Planning discussions took place at the annual conference, which brought Chabad on Campus emissaries to the Hudson Valley Resort in Kerhonkson, N.Y., for three days of workshops and presentations looking at innovative approaches and best practices in providing Jewish students a “home away from home” on campus.

Repeating a charge he’s echoed many times in the past, Rabbi Moshe Kotlarsky, chairman of the Chabad on Campus International Foundation and vice chairman of Merkos L’Inyonei Chinuch, the educational arm of Chabad-Lubavitch, said that the growth – while inspiring – must continue.

“While Chabad on Campus has grown to almost 150 campuses, and individual Chabad Houses on campus are bursting at the seams,” said Kotlarsky, “we have to go beyond that and break our own boundaries by exponentially increasing attendance at programs, students' participation at Shabbat dinners, Torah classes and holiday celebrations.”

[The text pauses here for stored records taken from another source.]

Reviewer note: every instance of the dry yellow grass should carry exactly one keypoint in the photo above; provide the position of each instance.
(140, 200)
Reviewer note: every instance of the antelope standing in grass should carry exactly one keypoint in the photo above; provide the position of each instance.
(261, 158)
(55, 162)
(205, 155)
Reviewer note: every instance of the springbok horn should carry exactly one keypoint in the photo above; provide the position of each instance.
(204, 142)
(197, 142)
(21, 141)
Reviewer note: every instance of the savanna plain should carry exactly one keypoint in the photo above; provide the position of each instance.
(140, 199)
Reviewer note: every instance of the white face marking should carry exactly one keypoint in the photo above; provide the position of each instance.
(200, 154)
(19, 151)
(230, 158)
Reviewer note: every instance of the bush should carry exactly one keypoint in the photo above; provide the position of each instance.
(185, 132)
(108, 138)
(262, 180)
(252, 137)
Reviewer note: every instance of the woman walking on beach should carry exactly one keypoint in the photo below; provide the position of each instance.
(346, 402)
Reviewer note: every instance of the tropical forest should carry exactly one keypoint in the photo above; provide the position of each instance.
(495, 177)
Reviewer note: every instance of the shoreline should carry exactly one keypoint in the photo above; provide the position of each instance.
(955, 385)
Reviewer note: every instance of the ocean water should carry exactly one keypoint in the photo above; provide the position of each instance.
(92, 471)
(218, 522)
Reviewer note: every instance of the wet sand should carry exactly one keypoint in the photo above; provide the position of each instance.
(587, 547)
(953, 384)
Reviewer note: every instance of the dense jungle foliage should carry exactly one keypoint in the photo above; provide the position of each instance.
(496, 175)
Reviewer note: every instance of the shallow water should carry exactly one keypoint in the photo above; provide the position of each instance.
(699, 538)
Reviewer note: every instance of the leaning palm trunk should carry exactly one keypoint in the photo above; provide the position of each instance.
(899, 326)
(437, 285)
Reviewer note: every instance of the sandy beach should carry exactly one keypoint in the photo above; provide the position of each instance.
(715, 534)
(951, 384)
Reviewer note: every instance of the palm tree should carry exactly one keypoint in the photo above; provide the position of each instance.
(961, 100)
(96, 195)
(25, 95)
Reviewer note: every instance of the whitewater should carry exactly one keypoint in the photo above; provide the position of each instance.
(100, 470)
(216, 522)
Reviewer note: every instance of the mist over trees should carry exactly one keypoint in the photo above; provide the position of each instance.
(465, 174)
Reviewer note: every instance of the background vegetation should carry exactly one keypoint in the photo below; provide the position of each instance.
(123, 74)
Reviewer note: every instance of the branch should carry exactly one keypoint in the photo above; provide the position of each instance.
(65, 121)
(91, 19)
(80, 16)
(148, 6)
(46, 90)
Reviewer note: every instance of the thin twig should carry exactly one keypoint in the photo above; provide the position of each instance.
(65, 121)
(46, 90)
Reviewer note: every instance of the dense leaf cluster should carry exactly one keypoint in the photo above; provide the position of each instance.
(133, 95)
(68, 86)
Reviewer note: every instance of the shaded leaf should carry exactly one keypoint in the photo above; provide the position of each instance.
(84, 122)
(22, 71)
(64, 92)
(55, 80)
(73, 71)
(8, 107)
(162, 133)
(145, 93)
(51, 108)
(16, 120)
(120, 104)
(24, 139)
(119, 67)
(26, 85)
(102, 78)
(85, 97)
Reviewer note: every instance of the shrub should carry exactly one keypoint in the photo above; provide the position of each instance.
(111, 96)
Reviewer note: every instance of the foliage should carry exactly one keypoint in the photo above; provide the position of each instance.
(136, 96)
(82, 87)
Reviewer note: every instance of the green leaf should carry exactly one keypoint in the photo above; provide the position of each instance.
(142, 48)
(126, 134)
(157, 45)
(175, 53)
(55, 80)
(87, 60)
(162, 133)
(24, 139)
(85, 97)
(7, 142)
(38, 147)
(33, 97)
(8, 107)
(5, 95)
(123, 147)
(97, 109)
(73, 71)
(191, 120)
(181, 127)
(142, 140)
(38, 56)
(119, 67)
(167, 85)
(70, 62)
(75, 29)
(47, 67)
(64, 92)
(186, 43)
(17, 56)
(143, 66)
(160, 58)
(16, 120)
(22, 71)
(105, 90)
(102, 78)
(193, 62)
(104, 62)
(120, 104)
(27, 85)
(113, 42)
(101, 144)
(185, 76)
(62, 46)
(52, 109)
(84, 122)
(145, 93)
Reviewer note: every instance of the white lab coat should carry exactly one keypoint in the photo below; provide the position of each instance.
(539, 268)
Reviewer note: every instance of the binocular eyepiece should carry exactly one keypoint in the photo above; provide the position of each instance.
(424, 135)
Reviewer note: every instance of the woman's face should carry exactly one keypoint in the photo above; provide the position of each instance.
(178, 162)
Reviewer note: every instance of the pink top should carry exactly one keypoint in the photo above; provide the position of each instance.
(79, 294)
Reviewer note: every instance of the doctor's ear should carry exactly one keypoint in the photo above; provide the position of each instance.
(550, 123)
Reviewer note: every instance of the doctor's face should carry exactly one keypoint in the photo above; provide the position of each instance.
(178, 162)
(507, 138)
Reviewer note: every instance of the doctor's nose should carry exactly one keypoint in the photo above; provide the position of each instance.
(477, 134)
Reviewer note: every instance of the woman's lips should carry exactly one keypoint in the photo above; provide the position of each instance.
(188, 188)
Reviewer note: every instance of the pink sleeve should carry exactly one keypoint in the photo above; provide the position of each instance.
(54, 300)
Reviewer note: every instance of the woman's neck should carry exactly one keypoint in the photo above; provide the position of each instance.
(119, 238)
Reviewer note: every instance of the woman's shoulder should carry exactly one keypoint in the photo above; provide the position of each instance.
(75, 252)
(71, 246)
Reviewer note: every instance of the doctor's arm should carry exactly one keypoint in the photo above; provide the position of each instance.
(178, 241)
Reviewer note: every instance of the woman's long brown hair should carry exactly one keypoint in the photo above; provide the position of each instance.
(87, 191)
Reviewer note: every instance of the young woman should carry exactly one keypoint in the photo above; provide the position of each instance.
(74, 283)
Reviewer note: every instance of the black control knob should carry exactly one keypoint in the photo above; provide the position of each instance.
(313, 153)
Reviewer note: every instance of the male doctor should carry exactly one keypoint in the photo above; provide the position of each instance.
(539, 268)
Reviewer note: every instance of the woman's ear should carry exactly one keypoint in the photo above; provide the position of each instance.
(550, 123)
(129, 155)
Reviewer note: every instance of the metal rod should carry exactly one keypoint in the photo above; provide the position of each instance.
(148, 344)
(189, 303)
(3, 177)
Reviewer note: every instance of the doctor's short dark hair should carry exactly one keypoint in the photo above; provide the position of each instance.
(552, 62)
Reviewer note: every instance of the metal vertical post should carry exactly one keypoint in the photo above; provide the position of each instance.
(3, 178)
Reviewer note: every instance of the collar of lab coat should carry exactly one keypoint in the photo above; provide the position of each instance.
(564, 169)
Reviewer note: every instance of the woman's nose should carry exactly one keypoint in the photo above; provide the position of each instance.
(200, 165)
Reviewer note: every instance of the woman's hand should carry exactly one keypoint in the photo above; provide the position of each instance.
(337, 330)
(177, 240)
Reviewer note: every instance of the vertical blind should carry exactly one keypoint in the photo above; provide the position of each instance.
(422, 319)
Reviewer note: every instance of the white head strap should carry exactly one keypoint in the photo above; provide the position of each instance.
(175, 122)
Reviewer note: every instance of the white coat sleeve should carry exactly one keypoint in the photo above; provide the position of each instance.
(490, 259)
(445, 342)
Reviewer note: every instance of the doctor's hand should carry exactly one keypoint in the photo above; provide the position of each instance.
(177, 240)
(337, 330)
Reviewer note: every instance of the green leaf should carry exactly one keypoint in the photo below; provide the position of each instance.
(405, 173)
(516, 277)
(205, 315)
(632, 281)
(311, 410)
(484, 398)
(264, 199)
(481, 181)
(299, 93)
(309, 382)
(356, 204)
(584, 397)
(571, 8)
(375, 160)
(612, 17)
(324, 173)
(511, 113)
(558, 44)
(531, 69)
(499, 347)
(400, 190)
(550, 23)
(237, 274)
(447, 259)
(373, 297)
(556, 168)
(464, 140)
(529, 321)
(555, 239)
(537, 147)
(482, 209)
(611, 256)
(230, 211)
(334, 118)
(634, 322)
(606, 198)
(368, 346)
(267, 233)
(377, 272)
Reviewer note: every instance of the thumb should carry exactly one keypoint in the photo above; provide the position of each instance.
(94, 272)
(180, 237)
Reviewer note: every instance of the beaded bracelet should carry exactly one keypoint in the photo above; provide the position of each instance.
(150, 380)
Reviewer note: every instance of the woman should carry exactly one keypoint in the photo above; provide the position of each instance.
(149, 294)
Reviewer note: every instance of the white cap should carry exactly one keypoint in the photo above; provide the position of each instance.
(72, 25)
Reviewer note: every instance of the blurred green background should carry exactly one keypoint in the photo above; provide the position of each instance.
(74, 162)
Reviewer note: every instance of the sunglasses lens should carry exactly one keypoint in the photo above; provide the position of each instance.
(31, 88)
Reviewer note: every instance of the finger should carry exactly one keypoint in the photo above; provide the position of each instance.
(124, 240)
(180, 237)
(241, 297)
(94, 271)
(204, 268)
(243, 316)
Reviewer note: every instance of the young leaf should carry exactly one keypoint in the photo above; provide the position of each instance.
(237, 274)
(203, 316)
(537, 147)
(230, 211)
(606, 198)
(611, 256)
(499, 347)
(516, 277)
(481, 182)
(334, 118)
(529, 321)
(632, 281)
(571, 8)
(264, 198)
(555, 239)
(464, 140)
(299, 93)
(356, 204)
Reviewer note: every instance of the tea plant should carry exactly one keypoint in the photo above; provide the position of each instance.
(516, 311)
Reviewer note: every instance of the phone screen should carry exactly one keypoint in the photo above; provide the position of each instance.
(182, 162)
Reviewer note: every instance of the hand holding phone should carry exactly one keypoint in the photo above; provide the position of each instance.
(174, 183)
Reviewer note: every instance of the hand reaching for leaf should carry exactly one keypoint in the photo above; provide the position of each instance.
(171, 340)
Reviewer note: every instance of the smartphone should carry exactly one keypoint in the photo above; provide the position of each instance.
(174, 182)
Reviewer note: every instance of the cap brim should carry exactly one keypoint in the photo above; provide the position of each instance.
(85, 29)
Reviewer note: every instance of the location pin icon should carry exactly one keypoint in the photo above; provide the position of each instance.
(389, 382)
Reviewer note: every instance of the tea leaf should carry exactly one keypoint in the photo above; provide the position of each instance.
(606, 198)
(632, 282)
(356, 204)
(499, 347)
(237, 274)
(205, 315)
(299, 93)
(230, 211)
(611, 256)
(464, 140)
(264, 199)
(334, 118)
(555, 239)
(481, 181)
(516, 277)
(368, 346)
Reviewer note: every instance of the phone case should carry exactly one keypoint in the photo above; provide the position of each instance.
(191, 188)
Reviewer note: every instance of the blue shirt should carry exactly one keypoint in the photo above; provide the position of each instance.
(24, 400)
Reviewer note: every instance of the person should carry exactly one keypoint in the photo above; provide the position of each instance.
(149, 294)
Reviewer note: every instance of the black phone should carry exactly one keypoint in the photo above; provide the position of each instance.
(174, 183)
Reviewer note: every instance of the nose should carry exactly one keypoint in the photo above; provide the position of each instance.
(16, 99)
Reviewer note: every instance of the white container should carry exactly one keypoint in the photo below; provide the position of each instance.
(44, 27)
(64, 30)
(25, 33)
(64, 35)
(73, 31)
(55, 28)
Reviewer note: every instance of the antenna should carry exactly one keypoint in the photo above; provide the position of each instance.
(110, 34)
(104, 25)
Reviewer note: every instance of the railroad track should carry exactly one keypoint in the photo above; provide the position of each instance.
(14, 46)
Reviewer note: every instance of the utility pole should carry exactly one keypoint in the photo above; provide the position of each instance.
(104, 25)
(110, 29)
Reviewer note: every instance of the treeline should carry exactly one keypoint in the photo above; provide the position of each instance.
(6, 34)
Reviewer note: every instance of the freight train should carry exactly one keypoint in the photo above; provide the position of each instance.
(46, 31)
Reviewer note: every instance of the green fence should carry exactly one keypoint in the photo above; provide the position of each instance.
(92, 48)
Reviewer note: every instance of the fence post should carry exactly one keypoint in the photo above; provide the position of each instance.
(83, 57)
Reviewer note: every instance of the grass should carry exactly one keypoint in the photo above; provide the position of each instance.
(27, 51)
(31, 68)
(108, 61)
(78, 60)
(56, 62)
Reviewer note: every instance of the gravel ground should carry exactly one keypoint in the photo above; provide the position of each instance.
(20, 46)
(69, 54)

Philanthropist George Rohr, whose generosity has underwritten most of the expansion of Chabad on Campus, as well as funded new non-campus Chabad-Lubavitch centers and Torah learning programs around the world, echoed Kotlarsky.

Rabbi Menachem Schmidt, left, serves as president of the Chabad on Campus International Foundation and is the executive director of the Lubavitch House at the University of Pennsylvania. (Photo: Bentzi Sasson)
Rabbi Menachem Schmidt, left, serves as president of the Chabad on Campus International Foundation and is the executive director of the Lubavitch House at the University of Pennsylvania. (Photo: Bentzi Sasson)

“I came to tell you first and foremost how very proud I am of each of you, how proud I am of your children who are part and parcel of your work, and how proud I am of your accomplishments,” he said. “The era of Chabad of Campus is only beginning. We are really only at the threshold of what needs to be accomplished.

“Yes, the growth has been breathtaking,” he continued. “But we shouldn’t be satisfied. We need to increase across the board in both the quantity and more importantly the quality of all we do.”

Reflecting that message, Rabbi Yossy Gordon, executive vice president of Chabad on Campus, said that in spite of continuing economic hardships, Chabad Houses were doing remarkable things in making Jewish students feel welcome, connected, and empowered. On an organizational level, Chabad on Campus was doing the same thing.

“All of our emissaries can benefit from continuing professional training and support,” he said. “As these centers grow in their scope and sophistication, we are creating more support for them on many levels.”